Sometimes logic is simply the wrong tool for the job. So what is the opposite of logic? Delusion, my friends. Sweet, sweet delusion.

So this week, let's talk about the power of delusion, why a little crazy might be exactly what you need, and how surprisingly often the delulu is the solulu.

The Rationality Trap

Let’s start with why logic feels so safe: because it comes with charts, spreadsheets, and the comforting illusion that we know what we’re doing.

No one ever got fired for making the wrong choice if they have spreadsheets to back up why they did what they did. But when I think of an over-reliance on logic, I tend to think of Crash Davis from Bull Durham when he's talking about strikeouts:

Don't try to strike everybody out.
Strikeouts are boring! Besides that, they're fascist.

It's the same with purely data-driven decisions. They are boring. In fact, I believe overly rational decisions lead to a mediocre life.

Here's an example: Several years ago, before kids were in the picture, my wife and I had a series of meetings with a financial advisor. He was great, gave lots of solid advice, most of which we took to heart. But during one meeting we mentioned wanting to visit my sister who was living and working in the Middle East at the time.
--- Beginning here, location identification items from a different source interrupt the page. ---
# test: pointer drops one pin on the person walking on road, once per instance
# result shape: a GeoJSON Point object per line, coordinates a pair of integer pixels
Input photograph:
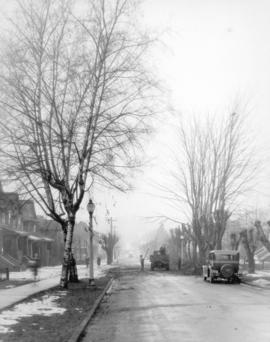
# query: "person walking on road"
{"type": "Point", "coordinates": [142, 262]}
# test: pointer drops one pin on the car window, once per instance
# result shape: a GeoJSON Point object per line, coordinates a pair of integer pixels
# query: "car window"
{"type": "Point", "coordinates": [224, 257]}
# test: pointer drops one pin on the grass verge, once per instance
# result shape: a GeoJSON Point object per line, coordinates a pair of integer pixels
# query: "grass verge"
{"type": "Point", "coordinates": [75, 303]}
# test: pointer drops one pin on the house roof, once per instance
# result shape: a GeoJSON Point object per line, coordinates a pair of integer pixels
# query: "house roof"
{"type": "Point", "coordinates": [224, 251]}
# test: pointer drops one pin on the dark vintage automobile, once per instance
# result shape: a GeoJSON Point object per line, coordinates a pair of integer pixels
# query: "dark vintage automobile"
{"type": "Point", "coordinates": [222, 264]}
{"type": "Point", "coordinates": [160, 259]}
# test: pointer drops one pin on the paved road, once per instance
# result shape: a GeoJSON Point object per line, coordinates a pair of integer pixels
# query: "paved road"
{"type": "Point", "coordinates": [161, 306]}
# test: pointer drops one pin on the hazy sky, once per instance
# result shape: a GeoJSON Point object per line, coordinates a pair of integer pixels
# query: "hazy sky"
{"type": "Point", "coordinates": [217, 53]}
{"type": "Point", "coordinates": [214, 53]}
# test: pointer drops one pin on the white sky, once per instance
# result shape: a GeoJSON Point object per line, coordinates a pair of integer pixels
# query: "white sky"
{"type": "Point", "coordinates": [217, 52]}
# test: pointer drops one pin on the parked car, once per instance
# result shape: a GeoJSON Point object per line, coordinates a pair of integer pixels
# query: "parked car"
{"type": "Point", "coordinates": [222, 264]}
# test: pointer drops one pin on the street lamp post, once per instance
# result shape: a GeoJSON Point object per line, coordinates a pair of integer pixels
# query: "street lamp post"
{"type": "Point", "coordinates": [91, 208]}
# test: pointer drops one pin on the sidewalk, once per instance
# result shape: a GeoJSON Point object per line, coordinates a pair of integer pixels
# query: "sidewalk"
{"type": "Point", "coordinates": [16, 294]}
{"type": "Point", "coordinates": [260, 279]}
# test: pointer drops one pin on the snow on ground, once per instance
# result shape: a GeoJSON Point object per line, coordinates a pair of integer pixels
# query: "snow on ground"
{"type": "Point", "coordinates": [261, 282]}
{"type": "Point", "coordinates": [258, 274]}
{"type": "Point", "coordinates": [45, 306]}
{"type": "Point", "coordinates": [55, 271]}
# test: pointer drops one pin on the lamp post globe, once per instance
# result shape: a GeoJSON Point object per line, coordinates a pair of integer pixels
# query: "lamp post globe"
{"type": "Point", "coordinates": [91, 207]}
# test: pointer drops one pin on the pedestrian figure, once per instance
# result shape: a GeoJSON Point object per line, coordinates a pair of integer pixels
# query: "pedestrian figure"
{"type": "Point", "coordinates": [179, 263]}
{"type": "Point", "coordinates": [98, 260]}
{"type": "Point", "coordinates": [87, 261]}
{"type": "Point", "coordinates": [34, 265]}
{"type": "Point", "coordinates": [73, 274]}
{"type": "Point", "coordinates": [142, 262]}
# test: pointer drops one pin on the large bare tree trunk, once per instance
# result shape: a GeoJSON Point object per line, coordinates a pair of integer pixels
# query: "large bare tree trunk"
{"type": "Point", "coordinates": [67, 254]}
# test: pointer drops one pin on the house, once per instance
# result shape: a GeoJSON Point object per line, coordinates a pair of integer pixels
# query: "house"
{"type": "Point", "coordinates": [22, 234]}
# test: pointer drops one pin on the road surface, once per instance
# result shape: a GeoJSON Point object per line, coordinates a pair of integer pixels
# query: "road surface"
{"type": "Point", "coordinates": [162, 306]}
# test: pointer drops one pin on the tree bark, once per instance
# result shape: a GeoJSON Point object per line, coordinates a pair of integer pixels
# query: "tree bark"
{"type": "Point", "coordinates": [67, 254]}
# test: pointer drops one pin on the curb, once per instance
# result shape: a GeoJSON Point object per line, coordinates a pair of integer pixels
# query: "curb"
{"type": "Point", "coordinates": [80, 329]}
{"type": "Point", "coordinates": [248, 283]}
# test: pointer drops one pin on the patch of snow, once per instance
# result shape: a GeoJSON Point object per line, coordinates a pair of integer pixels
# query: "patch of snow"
{"type": "Point", "coordinates": [262, 282]}
{"type": "Point", "coordinates": [46, 306]}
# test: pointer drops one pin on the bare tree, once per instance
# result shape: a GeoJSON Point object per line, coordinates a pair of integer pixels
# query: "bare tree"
{"type": "Point", "coordinates": [261, 234]}
{"type": "Point", "coordinates": [213, 168]}
{"type": "Point", "coordinates": [75, 101]}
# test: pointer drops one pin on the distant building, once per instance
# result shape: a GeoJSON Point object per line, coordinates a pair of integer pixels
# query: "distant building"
{"type": "Point", "coordinates": [23, 235]}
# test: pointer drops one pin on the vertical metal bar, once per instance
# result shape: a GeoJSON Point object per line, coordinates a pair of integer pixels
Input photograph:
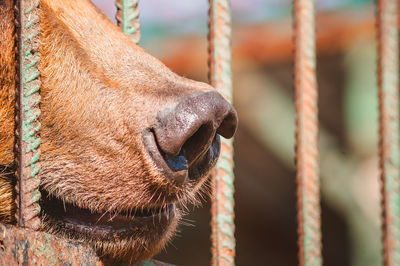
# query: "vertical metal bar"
{"type": "Point", "coordinates": [128, 18]}
{"type": "Point", "coordinates": [223, 227]}
{"type": "Point", "coordinates": [28, 111]}
{"type": "Point", "coordinates": [306, 97]}
{"type": "Point", "coordinates": [388, 82]}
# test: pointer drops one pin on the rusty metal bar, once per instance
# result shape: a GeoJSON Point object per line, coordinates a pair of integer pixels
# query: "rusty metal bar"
{"type": "Point", "coordinates": [306, 97]}
{"type": "Point", "coordinates": [28, 111]}
{"type": "Point", "coordinates": [388, 83]}
{"type": "Point", "coordinates": [223, 227]}
{"type": "Point", "coordinates": [128, 18]}
{"type": "Point", "coordinates": [20, 246]}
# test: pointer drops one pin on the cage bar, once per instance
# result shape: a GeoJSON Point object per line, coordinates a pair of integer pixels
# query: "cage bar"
{"type": "Point", "coordinates": [306, 97]}
{"type": "Point", "coordinates": [222, 220]}
{"type": "Point", "coordinates": [388, 83]}
{"type": "Point", "coordinates": [27, 113]}
{"type": "Point", "coordinates": [128, 18]}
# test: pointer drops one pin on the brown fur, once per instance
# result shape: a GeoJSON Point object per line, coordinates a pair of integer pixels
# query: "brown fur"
{"type": "Point", "coordinates": [99, 91]}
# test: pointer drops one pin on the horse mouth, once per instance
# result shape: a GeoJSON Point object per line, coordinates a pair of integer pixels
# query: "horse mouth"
{"type": "Point", "coordinates": [106, 225]}
{"type": "Point", "coordinates": [177, 168]}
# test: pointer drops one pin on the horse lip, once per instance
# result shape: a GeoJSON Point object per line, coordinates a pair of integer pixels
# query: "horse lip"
{"type": "Point", "coordinates": [179, 177]}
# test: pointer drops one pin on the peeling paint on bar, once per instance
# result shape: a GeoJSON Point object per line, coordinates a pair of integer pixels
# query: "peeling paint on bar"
{"type": "Point", "coordinates": [28, 112]}
{"type": "Point", "coordinates": [222, 223]}
{"type": "Point", "coordinates": [307, 155]}
{"type": "Point", "coordinates": [388, 81]}
{"type": "Point", "coordinates": [128, 18]}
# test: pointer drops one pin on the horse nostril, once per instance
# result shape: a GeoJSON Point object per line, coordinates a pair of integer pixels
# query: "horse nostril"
{"type": "Point", "coordinates": [189, 129]}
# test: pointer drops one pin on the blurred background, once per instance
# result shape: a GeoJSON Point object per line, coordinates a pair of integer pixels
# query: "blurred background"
{"type": "Point", "coordinates": [176, 32]}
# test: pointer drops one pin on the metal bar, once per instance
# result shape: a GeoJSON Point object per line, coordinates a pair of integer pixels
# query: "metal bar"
{"type": "Point", "coordinates": [128, 18]}
{"type": "Point", "coordinates": [223, 227]}
{"type": "Point", "coordinates": [25, 247]}
{"type": "Point", "coordinates": [388, 82]}
{"type": "Point", "coordinates": [28, 111]}
{"type": "Point", "coordinates": [306, 97]}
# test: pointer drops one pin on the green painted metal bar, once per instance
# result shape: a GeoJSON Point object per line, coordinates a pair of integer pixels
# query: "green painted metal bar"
{"type": "Point", "coordinates": [306, 97]}
{"type": "Point", "coordinates": [28, 112]}
{"type": "Point", "coordinates": [128, 18]}
{"type": "Point", "coordinates": [223, 227]}
{"type": "Point", "coordinates": [388, 82]}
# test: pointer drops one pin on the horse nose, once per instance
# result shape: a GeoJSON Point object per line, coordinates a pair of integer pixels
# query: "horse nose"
{"type": "Point", "coordinates": [193, 123]}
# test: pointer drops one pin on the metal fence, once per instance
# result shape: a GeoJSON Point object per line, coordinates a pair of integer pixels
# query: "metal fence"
{"type": "Point", "coordinates": [306, 96]}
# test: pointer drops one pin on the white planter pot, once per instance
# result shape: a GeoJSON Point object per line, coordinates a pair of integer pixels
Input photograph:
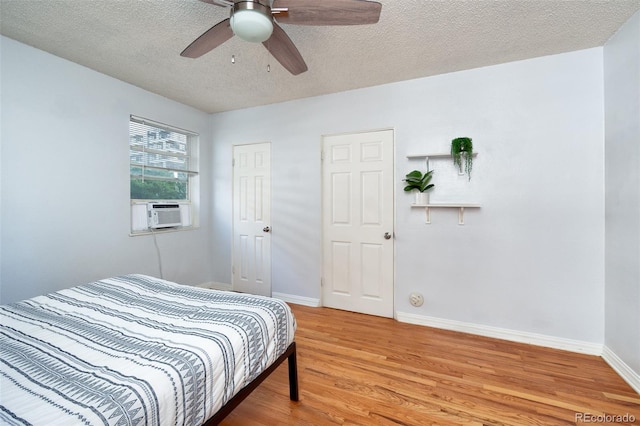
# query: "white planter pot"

He coughed uncomfortably, shuffled some papers, and proceeded to explain why that was a terrible idea. If we wanted to buy a house and start a family, if we really wanted to lean into adulting, we couldn't just fly off to Dubai.

And yep, he was absolutely right. Spending thousands of dollars to go to the UAE wasn't a rational decision. But the thing is: we did want kids. And my wife was crystal clear that we weren't going to start trying until we'd seen more of the world first. She understood that when kids come along, your life takes a beautiful but dramatic turn. Travel gets harder, more expensive, more complicated. We both wanted children, but we also wanted to know what life looked like as just the two of us. We wanted to experience different places and cultures together, then have kids and eventually travel with them when they were old enough.

That line of thinking doesn't fit in a financial planning spreadsheet. When you live a fully optimized life, you miss out on the experiences that actually shape you. You wear data-driven decisions like armor and use them as an excuse to avoid taking chances, trying new things, or betting on yourself. An over-reliance on logic is often just cowardice dressed up as smart decision-making.

At the end of the day, logic is just one tool in your toolbelt. And what you need that goes beyond logic is something that can't be measured or quantified. What you need is belief.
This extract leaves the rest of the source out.